Choosing a Tartan

Posted on September 13 2016


Which tartan can I wear? The short answer is: ‘Any one you like!’ Some folk prefer to choose their tartan by family name, others choose by historic connection to a name or place, while the rest simply choose a tartan in colours that take their fancy.

See our page on 'Which Tartan Can I Wear' for more info.


The easiest way to find our tartan is to perform a search for your family name, or related clan. For example, a search for 'Macdonald' reveals all the variations of the numerous Macdonald tartans available. We've also included an A-Z reference if you want to browse our full range of tartans. When you've chosen a particular tartan, such as Macdonald Modern, you will be able to see the different cloths available in that tartan.

Weights of Tartan

The weight of the tartan refers to the thickness of the yarn used to weave the cloth. The thicker the yarn, the wider the tartan pattern (sett) and the heavier the cloth.

A standard dress kilt is usually made in 13oz material, with 11oz offering a lighter weight alternative and 16oz/18oz offering a heavier and more durable garment.

Tartan Photos

The photos we have are supplied by the mills that produce the cloths. As such, the way they are photographed varies from one mill to another, and you may find that two Macdonald Modern tartans look very different in the photos, but in reality they will be quite similar.

The amount of the tartan sett shown in the photo does not relate to the actual size of the tartan sett. The size of the tartan sett is controlled by the thickness of the yarn used to make it.

Virtually all House of Edgar images are computer generated, not actual photographs of the cloths; this means that the colours can appear brighter or more saturated than the actual cloths.

Differences Between Mills

All tartans from all mills will follow the same colour pattern as registered with the Scottish Tartans Authority and therefore should look very similar. Slight variations will occur from selection of substances used to dye the yarns that each mill uses, and even in different batches of cloth from the same mill.

We work with a number of mills to offer a large selection of cloths. Each mill produces a slightly different quality of cloth, and this is reflected in the price that they charge. Lower priced cloths may be made from recycled yarns which over the lifetime of your kilt, may not wear as durably as some of the higher priced cloths. While this is unlikely to make much difference for the occasional kilt wearer, it may be noticeable over time if you wear your kilt regularly.

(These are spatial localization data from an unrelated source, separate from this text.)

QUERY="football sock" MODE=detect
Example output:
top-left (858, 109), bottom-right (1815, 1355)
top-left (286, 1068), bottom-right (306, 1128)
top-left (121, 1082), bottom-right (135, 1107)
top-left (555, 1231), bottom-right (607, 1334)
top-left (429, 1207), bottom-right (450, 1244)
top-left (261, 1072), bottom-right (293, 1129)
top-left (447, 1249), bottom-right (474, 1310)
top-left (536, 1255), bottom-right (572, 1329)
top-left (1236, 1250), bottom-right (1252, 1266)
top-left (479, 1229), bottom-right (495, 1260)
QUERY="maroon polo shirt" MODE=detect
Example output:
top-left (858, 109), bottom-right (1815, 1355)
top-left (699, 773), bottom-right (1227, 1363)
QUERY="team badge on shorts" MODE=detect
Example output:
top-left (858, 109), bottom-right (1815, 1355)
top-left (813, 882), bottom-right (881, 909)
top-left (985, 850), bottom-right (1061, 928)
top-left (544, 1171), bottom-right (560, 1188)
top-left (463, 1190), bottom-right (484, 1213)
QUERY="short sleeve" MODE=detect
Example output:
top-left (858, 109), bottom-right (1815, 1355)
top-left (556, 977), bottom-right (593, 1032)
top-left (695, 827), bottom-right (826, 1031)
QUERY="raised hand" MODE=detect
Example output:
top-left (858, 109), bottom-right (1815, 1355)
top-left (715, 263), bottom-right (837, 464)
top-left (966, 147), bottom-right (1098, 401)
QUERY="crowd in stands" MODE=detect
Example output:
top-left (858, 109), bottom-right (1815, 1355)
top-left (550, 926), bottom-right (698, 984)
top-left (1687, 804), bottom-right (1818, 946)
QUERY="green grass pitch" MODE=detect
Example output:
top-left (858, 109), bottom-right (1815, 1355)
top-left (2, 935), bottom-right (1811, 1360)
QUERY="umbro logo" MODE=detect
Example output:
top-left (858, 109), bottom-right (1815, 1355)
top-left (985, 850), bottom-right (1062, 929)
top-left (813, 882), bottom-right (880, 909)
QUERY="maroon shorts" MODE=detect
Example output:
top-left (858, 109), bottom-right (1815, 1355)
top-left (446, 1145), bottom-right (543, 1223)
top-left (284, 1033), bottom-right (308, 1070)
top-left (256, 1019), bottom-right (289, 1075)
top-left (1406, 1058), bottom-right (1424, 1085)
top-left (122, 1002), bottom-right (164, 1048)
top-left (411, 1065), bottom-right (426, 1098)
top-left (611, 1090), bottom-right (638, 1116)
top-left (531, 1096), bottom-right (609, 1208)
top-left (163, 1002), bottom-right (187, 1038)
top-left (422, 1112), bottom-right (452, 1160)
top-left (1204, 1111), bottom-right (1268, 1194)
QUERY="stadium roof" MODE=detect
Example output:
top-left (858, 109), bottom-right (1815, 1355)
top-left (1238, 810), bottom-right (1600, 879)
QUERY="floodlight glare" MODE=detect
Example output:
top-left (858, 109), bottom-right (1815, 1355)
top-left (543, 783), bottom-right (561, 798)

Single Width vs Double Width

Traditionally mills produced cloth in looms over 50" wide, resulting in cloths of 55" to 65" wide. When making a kilt, the 60" cloth is cut down the middle resulting in two lengths of cloth of roughly 30" wide (hence the name double width). Some mills are now producing cloth in single width of around 30". Although this cloth is cheaper per metre (as it's only half as wide), it takes twice the length of cloth to make a kilt from a single width fabric. We use approximately 7.4 metres of single width fabric or 3.7 metres of double width fabric to make an 8 yard kilt.

The only difference in the finished product will be that all kilts made from double width cloth will have a seam to join the two bits of cloth together. This is usually in the middle of the 8 yards, and ends up being hidden by a pleat. This was standard practice, until single width cloths starting becoming more popular.

The downside of single width fabrics is that some products, such as plaids, cannot be made as the cloth is not wide enough. A plaid usually features the full width of the fabric, so plaids made from single width cloths have a seam down the middle, and as such, are not recommended.